Auch wenn A.I. nie die Larry-O’Brien-Trophäe in Händen halten durfte, hat er die NBA geprägt und verändert wie kaum ein anderer vor oder nach ihm. Tattoos, Cornrow-Frisur, Baggy Clothes – Iverson war einfach anders. Er sorgte im Alleingang dafür, dass NBA- und Hip-Hop-Kultur so eng verschmolzen sind. Er ließ sich von niemandem etwas vorschreiben. Er machte einfach sein Ding. Seine „we talkin‘ ‘bout practice“-Wutrede ist legendär.
Sein Einfluss auf dem Parkett war nicht weniger bedeutend. Mit seiner spektakulären Streetball-Spielweise begeisterte er die Fans und war deshalb „The Answer“ für die Probleme der in der Bedeutungslosigkeit feststeckenden 76ers. Sein Killer-Crossover ist einer der bekanntesten Signature-Moves der NBA-Geschichte. Rookie of the Year, MVP, elf All-Star-Nominierungen, sieben All-NBA-Teams, vier Scoring-Titel, seit 2016 Hall of Famer. Und das alles mit 1,83 Metern. Iverson gab immer 100 Prozent und wurde zum Sinnbild eines Sportlers, der seine körperlichen Nachteile durch Leidenschaft und Einsatz ausgleicht. In sieben Saisons (!) absolvierte er die meisten Minuten aller Spieler in der Liga.
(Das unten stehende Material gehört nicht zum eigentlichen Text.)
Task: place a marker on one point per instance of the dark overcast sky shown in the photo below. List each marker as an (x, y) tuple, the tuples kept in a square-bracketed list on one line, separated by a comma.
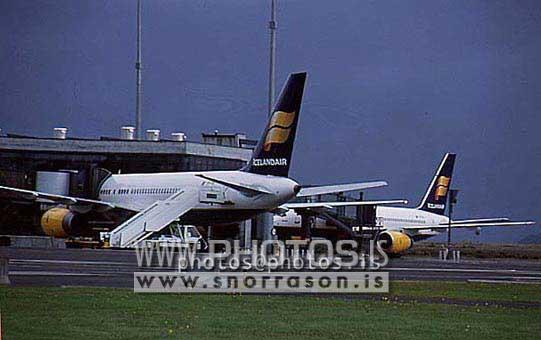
[(392, 85)]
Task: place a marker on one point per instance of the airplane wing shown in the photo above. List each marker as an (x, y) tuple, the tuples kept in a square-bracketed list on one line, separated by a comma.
[(153, 218), (483, 220), (246, 188), (470, 225), (331, 189), (42, 197), (330, 205)]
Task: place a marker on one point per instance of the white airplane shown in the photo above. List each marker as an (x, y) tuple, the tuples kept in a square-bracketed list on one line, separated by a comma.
[(400, 227), (199, 198)]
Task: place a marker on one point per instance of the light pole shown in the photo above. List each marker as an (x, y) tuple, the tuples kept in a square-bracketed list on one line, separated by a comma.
[(272, 28), (138, 65)]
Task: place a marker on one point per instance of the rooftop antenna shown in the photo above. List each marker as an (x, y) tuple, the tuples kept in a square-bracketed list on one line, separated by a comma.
[(138, 127), (272, 28)]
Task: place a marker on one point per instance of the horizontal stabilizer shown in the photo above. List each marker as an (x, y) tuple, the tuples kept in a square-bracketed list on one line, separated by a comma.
[(330, 205), (470, 225)]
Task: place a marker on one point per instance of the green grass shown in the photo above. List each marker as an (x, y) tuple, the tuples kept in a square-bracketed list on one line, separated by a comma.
[(481, 292), (66, 313)]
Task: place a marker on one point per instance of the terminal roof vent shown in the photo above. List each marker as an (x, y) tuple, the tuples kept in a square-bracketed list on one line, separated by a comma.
[(60, 133), (127, 133), (178, 136), (153, 135)]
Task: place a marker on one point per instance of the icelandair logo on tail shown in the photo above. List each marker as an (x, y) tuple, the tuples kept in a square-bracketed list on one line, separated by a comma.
[(269, 162), (279, 129), (442, 186), (435, 206)]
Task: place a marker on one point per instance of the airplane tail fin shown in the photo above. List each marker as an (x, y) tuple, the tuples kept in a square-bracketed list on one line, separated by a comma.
[(435, 197), (272, 155)]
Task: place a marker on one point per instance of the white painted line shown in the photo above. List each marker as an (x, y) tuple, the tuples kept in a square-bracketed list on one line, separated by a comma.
[(503, 281), (465, 270)]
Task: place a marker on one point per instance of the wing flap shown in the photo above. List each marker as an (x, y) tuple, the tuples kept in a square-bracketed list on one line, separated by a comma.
[(332, 189)]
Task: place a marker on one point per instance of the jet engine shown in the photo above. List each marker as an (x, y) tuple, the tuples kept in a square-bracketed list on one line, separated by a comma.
[(59, 222), (395, 242)]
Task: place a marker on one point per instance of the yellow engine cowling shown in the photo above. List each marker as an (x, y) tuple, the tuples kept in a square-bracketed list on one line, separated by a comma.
[(395, 242), (57, 222)]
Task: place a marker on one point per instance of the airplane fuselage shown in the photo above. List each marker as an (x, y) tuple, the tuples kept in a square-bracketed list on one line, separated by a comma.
[(217, 203)]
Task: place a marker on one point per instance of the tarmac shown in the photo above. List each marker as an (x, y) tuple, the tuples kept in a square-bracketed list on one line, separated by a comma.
[(115, 268)]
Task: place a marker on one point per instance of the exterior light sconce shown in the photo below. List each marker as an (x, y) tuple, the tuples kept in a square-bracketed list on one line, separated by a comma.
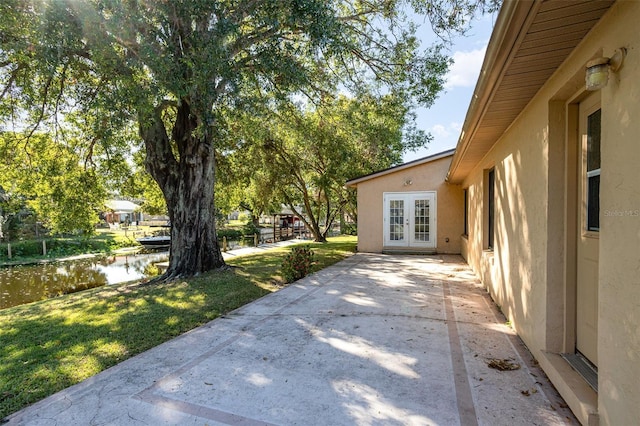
[(597, 74)]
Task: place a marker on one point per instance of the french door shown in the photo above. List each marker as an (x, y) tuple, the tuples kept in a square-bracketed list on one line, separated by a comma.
[(410, 219)]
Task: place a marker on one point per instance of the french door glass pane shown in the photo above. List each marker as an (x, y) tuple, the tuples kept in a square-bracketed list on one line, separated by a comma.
[(421, 220)]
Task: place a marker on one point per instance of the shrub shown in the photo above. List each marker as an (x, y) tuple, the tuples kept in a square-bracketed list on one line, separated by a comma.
[(250, 228), (231, 234), (297, 264)]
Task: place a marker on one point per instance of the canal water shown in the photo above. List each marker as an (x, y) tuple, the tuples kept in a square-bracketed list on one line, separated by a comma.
[(26, 284)]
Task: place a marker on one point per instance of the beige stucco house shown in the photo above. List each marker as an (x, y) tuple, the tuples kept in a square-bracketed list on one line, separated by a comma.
[(406, 208), (550, 173)]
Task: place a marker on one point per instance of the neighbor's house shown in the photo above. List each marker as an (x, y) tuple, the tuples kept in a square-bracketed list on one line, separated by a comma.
[(551, 179), (122, 211)]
Allen Iverson war eine der prägendsten Figuren der NBA-Geschichte. Und das obwohl sein Weg sehr steinig war. Für viele der Steine war er selbst verantwortlich, das steht außer Frage. Ihm wurde Egoismus auf und neben dem Feld vorgeworfen, er ging auf viele Partys und hatte Eskapaden. Aber sein größter Fehler war, dass er nicht in die Marketing-Maschinerie der NBA passte. Die Liga verlangt von seinen „Produkten“, den Spielern, dass sie sich professionell kleiden, verhalten und präsentieren. Iverson sprengte dieses Konstrukt komplett. Der Gangster aus dem Ghetto als Gesicht der familienfreundlichen Liga? Dann doch lieber die zahmen Stars in ihren maßgeschneiderten Anzügen. Aber Iverson polarisierte mit seiner Art – auf einmal wollte jeder Jugendliche Cornrows und Stirnband tragen und beim Ballen Rap hören. NBA-Boss David Stern sah sich 2005 gezwungen, einen ligaweiten Dresscode einzuführen: Keine Freizeitklamotten mehr vor und nach Spielen. Und das nur, weil ein junger Rebell sich getraut hat, mit Tattoos und Cornrows aufzutauchen.
Den Ruf als Bad Boy wurde The Answer nie so richtig los. 2006 kehrte er Philadelphia den Rücken und wurde zu den Denver Nuggets getradet. Dort legte er als 31-Jähriger an der Seite von Carmelo Anthony noch immer beeindruckende Zahlen auf. Umso überraschender kam 2008 der Trade nach Detroit. Dann nach Memphis. Der ehemalige MVP wurde herumgereicht und schien nirgendwo mehr so wirklich gern gesehen zu sein. Verschwörungstheoretiker suchen die Schuld dafür bei Commissioner Stern, der A.I. noch immer als Staatsfeind Nr. 1 ansah. Wie viel Wahrheit hinter solchen Gerüchten steckt, kann natürlich niemand sicher wissen. Nachdem er für die letzten 25 Spiele seiner NBA-Karriere noch einmal nach Philly zurückgekehrt war, verirrte sich Iverson sogar noch zu Besiktas Istanbul in die türkische Liga. Das unrühmliche Ende einer großen Karriere.
Doch es bleibt ein Vermächtnis, das seinesgleichen sucht. Erinnerungen an einen frechen Rookie, der den großen Michael Jordan austanzt. An einen kleinen Mann mit unfassbar großem Herz, der jedes Spiel angeht, als wäre es sein letztes. An den Stepover gegen Ty Lue und die legendären Auftritte 2001. An ein inspirierendes Vorbild, das sich immer treu geblieben ist und sein Ding durchgezogen hat – egal wer oder was sich ihm in den Weg stellt. Ein Blick in die Kabine eines x-beliebigen NBA-Teams reicht aus, um Iversons Einfluss zu spüren: Unzählige Tattoos, Goldketten und extravagante Outfits – über die Anlage laufen Drake, Jay-Z oder Travis. All das begann mit A.I. – The Answer war die Antwort auf die Fragen, die vor seiner Zeit noch nicht einmal gestellt wurden. „I want to look in the mirror and say I did it my way“ – wollen wir das nicht alle irgendwann?